The applicant does not intend to contribute any of the described embodiments to the public, and the disclosed modifications and alternatives that may not be included in the scope of the claims are equivalent. It is part of the invention under discussion.
In this specification or in the claims, the use of nouns and similar directives should be interpreted to include both the singular and the plural unless specifically stated otherwise or clearly denied by context. The use of any examples or exemplary terms provided herein (eg, “etc.”) is merely intended to facilitate the description of the invention and is not specifically recited in the claims. As long as it does not limit the scope of the present invention.

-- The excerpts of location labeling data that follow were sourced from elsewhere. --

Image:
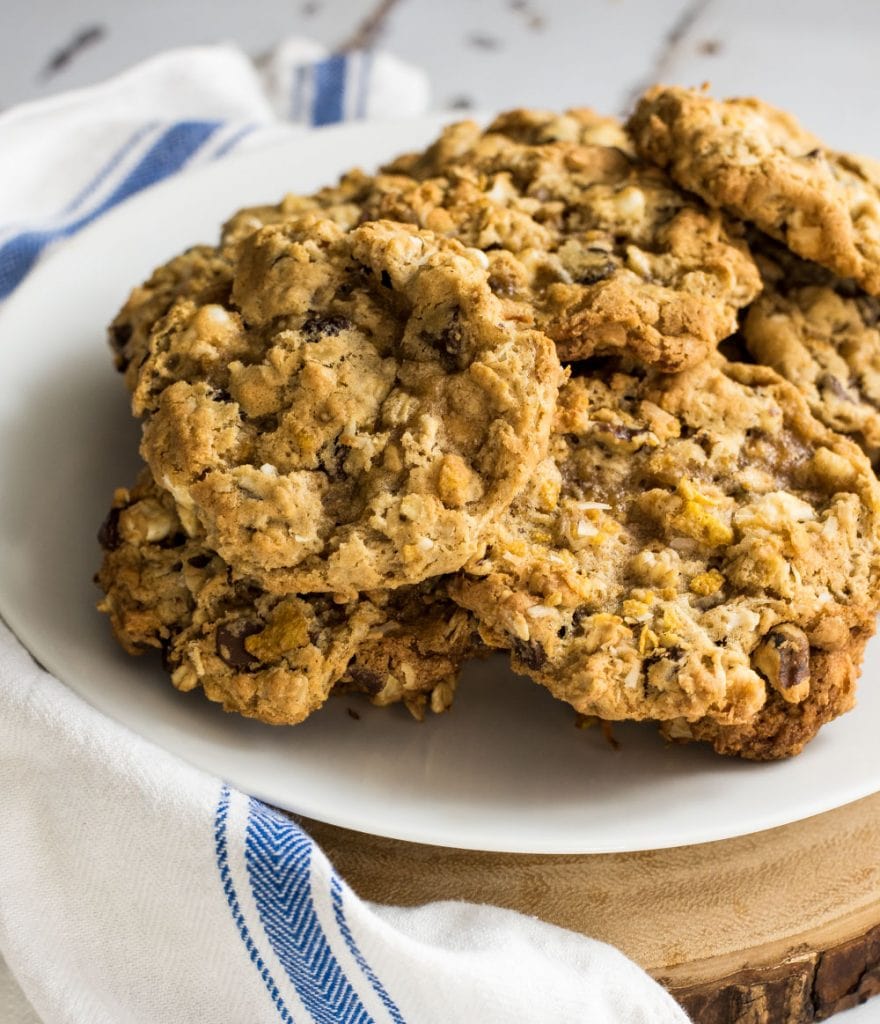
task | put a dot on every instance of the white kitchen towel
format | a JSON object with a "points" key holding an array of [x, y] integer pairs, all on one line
{"points": [[134, 888]]}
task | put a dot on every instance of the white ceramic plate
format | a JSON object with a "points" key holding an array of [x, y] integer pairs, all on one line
{"points": [[505, 770]]}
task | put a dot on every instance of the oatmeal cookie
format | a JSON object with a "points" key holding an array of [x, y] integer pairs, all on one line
{"points": [[695, 545], [269, 656], [827, 342], [606, 251], [758, 163], [203, 273], [782, 729], [357, 417]]}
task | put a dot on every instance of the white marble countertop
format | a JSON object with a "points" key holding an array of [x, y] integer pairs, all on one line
{"points": [[814, 57]]}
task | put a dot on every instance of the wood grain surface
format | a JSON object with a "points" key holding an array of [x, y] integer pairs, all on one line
{"points": [[782, 927]]}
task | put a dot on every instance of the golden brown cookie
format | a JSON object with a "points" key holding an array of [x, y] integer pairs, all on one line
{"points": [[823, 334], [359, 414], [758, 163], [202, 273], [604, 249], [695, 544], [275, 657]]}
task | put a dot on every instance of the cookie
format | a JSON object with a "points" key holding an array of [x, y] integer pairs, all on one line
{"points": [[696, 544], [274, 657], [828, 344], [201, 273], [355, 417], [758, 163], [606, 251], [782, 729]]}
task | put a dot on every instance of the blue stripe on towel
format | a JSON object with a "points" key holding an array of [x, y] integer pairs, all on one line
{"points": [[330, 76], [354, 949], [235, 907], [278, 854], [170, 152]]}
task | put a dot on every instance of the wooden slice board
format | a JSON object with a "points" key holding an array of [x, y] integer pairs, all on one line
{"points": [[782, 927]]}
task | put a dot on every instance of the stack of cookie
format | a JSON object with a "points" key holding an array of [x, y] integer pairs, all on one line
{"points": [[601, 397]]}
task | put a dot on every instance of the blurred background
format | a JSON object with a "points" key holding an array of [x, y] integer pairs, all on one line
{"points": [[814, 57]]}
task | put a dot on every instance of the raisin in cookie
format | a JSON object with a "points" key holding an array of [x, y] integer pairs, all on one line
{"points": [[695, 544], [758, 163], [275, 657], [359, 414]]}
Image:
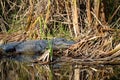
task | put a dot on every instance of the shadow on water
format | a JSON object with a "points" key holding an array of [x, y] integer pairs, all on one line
{"points": [[14, 70]]}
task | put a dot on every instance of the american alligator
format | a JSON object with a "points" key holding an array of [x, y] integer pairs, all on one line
{"points": [[34, 46]]}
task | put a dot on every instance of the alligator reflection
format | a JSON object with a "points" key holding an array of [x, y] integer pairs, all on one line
{"points": [[14, 70]]}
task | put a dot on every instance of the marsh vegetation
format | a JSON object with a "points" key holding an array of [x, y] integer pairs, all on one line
{"points": [[93, 24]]}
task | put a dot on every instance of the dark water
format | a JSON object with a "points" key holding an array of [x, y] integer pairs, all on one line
{"points": [[15, 70]]}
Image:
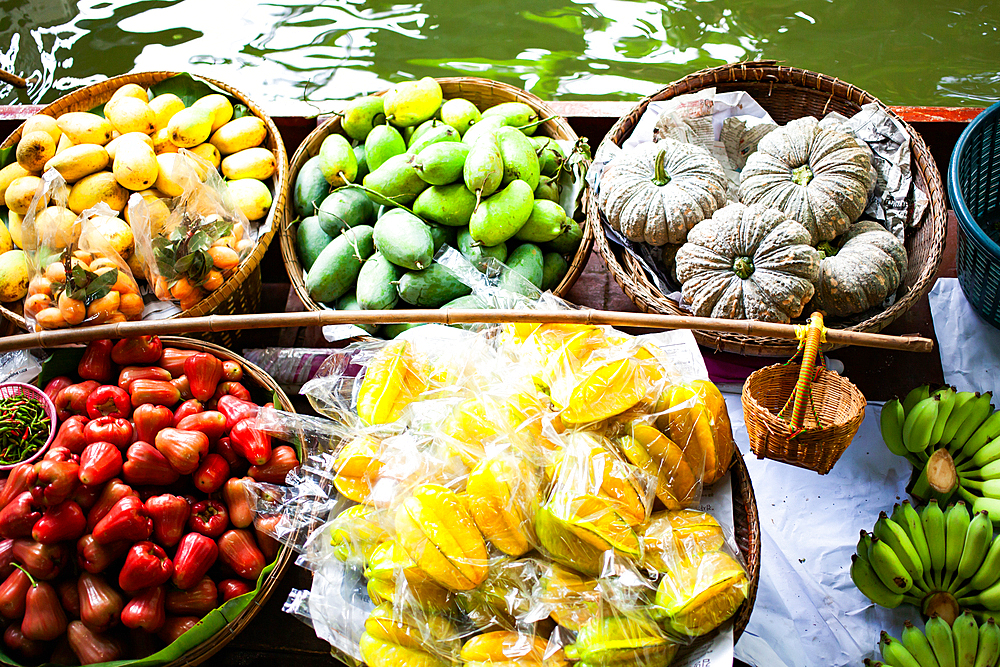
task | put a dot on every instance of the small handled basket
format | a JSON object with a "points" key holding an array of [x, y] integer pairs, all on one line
{"points": [[802, 414]]}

01 Cantilever Briquette Machine 11 First Roll 12 Second Roll 13 First Roll Shaft 14 Second Roll Shaft 15 Drive Unit 16 Fixed Side Bearing Unit 17 Movable Side Bearing Unit 18 Hopper 19 Feeder Screw 21 Cover 22 Roll Cover 23 Reducer Motor 24 output shaft 25 first bearing 26 second bearing 27 spun ring 29 first gear 30 second gear 31 hydraulic cylinder 51 pressurizing bolt 52 bolt lid 53 lid bolt

Claims

A first roll fixed to the first roll shaft;
A second roll fixed to the second roll shaft and arranged in parallel with the first roll, and compressing and forming the briquette by press-solidifying the raw material in cooperation with the first roll;
A fixed-side bearing unit provided with a pair of first bearings that pivotally support the first roll shaft;
A pair of second bearings that pivotally support the second roll shaft, and a movable side bearing unit that can approach and separate in a direction perpendicular to the rotation axis of the first roll with respect to the fixed side bearing unit;
A driving unit for generating a rotational driving force on the first roll shaft;
Cantilever briquette machine with
A cantilever briquette machine, wherein the first roll and the second roll are fixed to the first roll shaft and the second roll shaft by spun ring.

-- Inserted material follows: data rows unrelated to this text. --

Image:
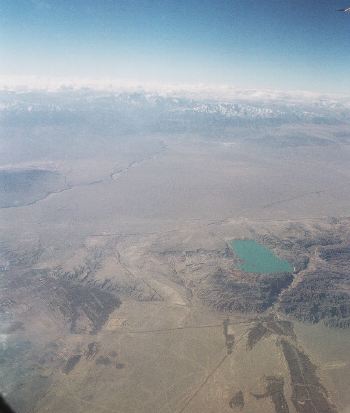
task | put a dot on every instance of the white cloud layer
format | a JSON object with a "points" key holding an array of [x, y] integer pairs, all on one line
{"points": [[195, 91]]}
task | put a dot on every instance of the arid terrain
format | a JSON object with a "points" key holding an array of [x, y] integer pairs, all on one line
{"points": [[119, 287]]}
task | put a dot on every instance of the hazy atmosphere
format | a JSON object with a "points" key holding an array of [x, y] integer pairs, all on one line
{"points": [[174, 206]]}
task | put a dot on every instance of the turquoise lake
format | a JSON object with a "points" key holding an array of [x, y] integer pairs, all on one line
{"points": [[256, 258]]}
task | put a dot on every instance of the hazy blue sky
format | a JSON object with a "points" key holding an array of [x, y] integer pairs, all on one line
{"points": [[283, 44]]}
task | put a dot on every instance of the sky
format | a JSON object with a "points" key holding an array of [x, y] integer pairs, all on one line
{"points": [[274, 44]]}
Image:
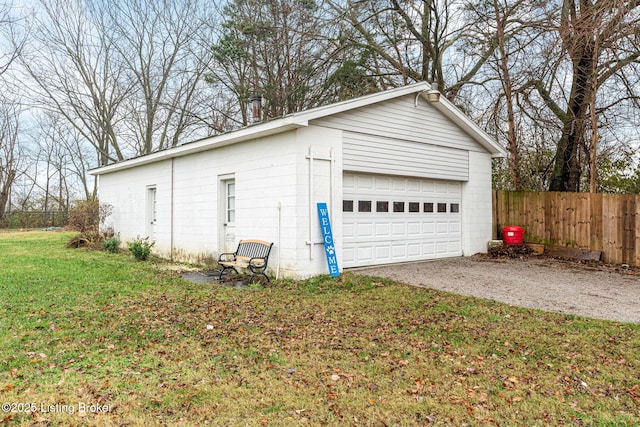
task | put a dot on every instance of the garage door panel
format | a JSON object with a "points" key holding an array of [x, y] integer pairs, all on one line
{"points": [[442, 227], [383, 229], [429, 249], [414, 229], [414, 249], [383, 252], [409, 219], [364, 230], [398, 229], [398, 251]]}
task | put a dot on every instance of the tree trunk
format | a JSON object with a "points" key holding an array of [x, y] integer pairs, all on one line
{"points": [[567, 168]]}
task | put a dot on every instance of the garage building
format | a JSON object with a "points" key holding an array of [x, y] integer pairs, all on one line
{"points": [[405, 174]]}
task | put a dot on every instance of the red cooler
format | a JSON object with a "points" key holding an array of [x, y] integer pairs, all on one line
{"points": [[512, 235]]}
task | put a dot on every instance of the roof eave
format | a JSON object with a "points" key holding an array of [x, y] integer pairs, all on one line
{"points": [[251, 132]]}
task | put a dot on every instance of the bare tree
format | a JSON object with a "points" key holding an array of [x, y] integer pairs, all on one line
{"points": [[11, 156], [280, 50], [72, 64], [159, 47], [416, 41], [600, 41]]}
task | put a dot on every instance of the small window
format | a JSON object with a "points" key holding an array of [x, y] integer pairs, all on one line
{"points": [[364, 206]]}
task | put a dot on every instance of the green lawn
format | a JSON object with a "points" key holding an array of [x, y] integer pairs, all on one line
{"points": [[91, 338]]}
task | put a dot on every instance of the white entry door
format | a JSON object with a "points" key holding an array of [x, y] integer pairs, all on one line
{"points": [[229, 224], [390, 219], [152, 212]]}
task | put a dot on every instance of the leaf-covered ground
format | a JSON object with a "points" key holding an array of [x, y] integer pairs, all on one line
{"points": [[89, 338]]}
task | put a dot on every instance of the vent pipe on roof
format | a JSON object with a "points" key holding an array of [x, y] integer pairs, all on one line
{"points": [[256, 109], [433, 94]]}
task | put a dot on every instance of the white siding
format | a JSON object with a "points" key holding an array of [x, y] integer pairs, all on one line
{"points": [[375, 154], [401, 119]]}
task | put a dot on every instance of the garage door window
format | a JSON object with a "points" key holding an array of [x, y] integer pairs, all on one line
{"points": [[364, 206]]}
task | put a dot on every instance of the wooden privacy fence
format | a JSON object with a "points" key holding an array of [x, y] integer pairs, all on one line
{"points": [[600, 222]]}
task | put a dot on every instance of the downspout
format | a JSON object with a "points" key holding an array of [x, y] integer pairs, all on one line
{"points": [[279, 239], [171, 214]]}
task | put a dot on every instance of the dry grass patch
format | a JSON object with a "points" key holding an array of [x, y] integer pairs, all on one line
{"points": [[351, 351]]}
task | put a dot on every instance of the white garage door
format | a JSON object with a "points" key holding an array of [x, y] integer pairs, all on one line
{"points": [[390, 219]]}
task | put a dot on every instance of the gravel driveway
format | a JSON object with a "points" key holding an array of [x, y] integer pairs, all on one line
{"points": [[591, 290]]}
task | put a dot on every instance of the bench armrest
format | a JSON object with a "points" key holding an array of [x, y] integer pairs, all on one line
{"points": [[258, 261], [227, 256]]}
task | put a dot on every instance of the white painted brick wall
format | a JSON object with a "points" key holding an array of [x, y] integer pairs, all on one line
{"points": [[476, 204]]}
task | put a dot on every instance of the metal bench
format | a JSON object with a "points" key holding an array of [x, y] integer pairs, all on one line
{"points": [[250, 254]]}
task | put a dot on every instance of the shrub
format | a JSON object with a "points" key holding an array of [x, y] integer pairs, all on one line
{"points": [[112, 244], [141, 248], [88, 215]]}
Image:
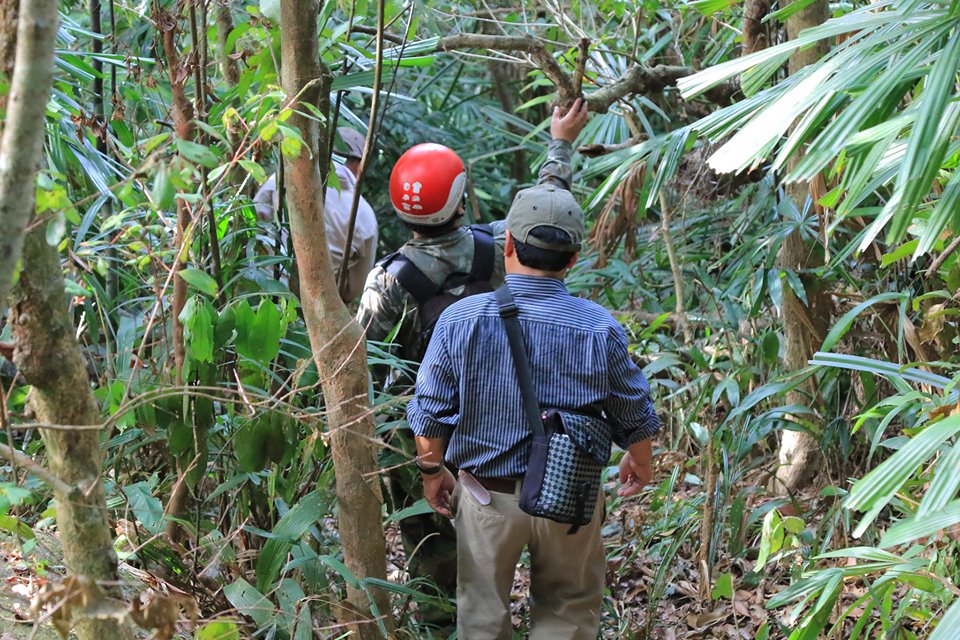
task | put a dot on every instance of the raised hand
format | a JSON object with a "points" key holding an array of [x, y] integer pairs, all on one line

A first gear fixed to the first roll shaft;
A second gear fixed to the second roll shaft;
With
The first roll shaft and the second roll shaft are arranged so that the first gear and the second gear engage with each other,
The cantilever briquette machine according to claim 1.
The first roll shaft has stepped portions for positioning the pair of first bearings, the first roll, and the first gear, respectively.
The second roll shaft has stepped portions for positioning the pair of second bearings, the second roll, and the second gear, respectively.
The cantilever briquette machine according to claim 2.